このままでは埒が明かない。このままではクエストに向かう以前の問題である。
……仕方ない。少しだけ昔の雰囲気を出す事にしよう。ほんの少しだけ。
「……いい加減にしろ、ヤム。それにシトリマもだ。無理に仲良くしろとは言わないが、一つの目的に向かい行動する中で、共闘する事の重要性を理解しろ。何でも自分の言い分が通ると思うな。生半可な気持ちで特級隊士、そして冒険者になれると思うな。……分かったか?」
話すこちらの空気が変わったのを瞬時に悟ったのか、二人がびくりと反応する。
二人がそうなるのも無理もない。一応これでも自分は数々の修羅場を潜り抜け、魔王を最後の最後まで追い詰めた勇者である。
姿形と年齢こそ当時に戻ったものの、およそ二十五年の月日で培った経験の闘気を込めた一言は二人にはもちろん、後ろのルーツにも伝わったようだ。
「……はい。分かりました。早速、自分達はこれから説明を受けてくるので、すぐにクエストに向かいましょう」
「はっ……はい!自分もすみませんでした師匠!以後、気を付けますっ!」
思っていた以上に効果があったようで何よりだ。とはいえあまり多用したくはないが、今後二人の手綱を握るには必要かもしれない。
「分かれば良い。……さ、クエストの説明を受けに行くぞ。シトリマとルーツは今のうちにしっかり聞いておけよ。今後の自分たちに関わる重要な事だからな」
そう言って扇動するように歩き出す。慌てて着いてくる三人だが、ルーツがおずおずとこちらに近寄り小声で話しかけてくる。
「す、凄いですねハインさん。先程ハインさんが声を発した瞬間、その、何か……。とてつもなく目上の方から言われている様な雰囲気が感じられました。後ろで聞いていただけの私ですら、背筋が張り詰める感じになりました」
……確かに、言ってみれば四十路のおっさんが十代に説教するのと変わらないもんだからな。
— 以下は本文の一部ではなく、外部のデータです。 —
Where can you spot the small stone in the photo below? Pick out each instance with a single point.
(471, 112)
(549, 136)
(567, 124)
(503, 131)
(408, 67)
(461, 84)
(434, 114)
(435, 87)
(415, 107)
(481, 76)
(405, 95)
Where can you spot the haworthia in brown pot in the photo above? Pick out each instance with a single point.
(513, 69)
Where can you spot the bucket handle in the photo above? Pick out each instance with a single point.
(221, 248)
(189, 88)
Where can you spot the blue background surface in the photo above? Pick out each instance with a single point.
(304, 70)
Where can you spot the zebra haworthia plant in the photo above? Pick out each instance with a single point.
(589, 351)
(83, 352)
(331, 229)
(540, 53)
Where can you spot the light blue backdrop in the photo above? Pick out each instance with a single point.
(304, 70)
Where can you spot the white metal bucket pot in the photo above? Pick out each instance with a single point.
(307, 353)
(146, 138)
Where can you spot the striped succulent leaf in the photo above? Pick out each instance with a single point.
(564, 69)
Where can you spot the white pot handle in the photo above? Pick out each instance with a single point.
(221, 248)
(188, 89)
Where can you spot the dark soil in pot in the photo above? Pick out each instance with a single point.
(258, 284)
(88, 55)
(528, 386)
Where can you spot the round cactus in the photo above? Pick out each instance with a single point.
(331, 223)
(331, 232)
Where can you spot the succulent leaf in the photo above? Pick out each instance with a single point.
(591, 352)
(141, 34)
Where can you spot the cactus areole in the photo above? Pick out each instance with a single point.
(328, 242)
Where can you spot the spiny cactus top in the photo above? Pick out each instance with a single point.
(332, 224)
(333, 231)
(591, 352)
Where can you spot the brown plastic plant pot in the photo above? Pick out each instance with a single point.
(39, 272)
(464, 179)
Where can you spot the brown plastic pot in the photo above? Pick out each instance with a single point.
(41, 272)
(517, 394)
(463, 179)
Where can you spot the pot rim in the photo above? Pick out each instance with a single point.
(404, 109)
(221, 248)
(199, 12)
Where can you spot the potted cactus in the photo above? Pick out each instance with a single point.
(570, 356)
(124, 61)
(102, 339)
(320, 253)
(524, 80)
「……そう見えたか?まぁ、これでも多少の場数は踏んでいるからな」
ルーツの言葉を適当にはぐらかし、受付へと向かった。
「……師匠、先程は誠に申し訳ありませんでした」
シトリマとルーツが受付でかつてのイスタハと同じように、初クエストに向かう際の注意事項をお姉さんから聞いている最中にヤムがおずおずと自分に話しかけてきた。先程の自分の言葉がだいぶ堪えているようである。ヤムに言葉を返す前に、二人の様子を見てみる。
「なるほど……決して無理はせず、難しいと思った時は『リタイア』を選択することも大事……、っと」
「了解です。例えばですが、救援がすぐに駆けつけられる場合と、そうでない場合の違いをもう少し詳しく聞いても良いですか?」
ルーツはクエストに向かうにあたっての注意点の話を懸命にメモに取りながら聞いているし、シトリマも先程までとは違い、お姉さんの話を真剣に聞きながら質問しているようだ。
ちなみにその間自分たちはというと、今回は通常のクエストと異なり指導役にあたるため、クエストの説明は免除されているので二人の確認待ちという形である。
「……あぁ、分かってくれればもう良いよ。そんなに引きずるな。ただ、お前も最初の頃はあんな感じだっただろ?ある程度早いうちから自分の強さや才能を自覚して、過信してしまうのは珍しい訳じゃない。それに、自分が強いと思うのは決して悪い事だけじゃない。分かったならクエストで示してくれよ。頼んだぜ、ヤム」
「はっ……はい!不肖ヤム=シャクシー、今後は師匠の言い付けを守り、その命を全力で果たします!」
……ヤムの態度を見て、少しやり過ぎたかなと思わなくもないが、ヤムの方はこれで多少抑えることが出来ただろう。願わくはあっちの二人もクエスト内でどうにか一皮剥けるきっかけを掴めれば良いのだが。
(……ともあれ、クエストの成功は当然として、その道中の間であの二人の成長のきっかけを何とかして見つけてやらねぇとな)
なおも受付のお姉さんに質問を続ける二人を遠目に眺めつつ、一人胸中でつぶやいた。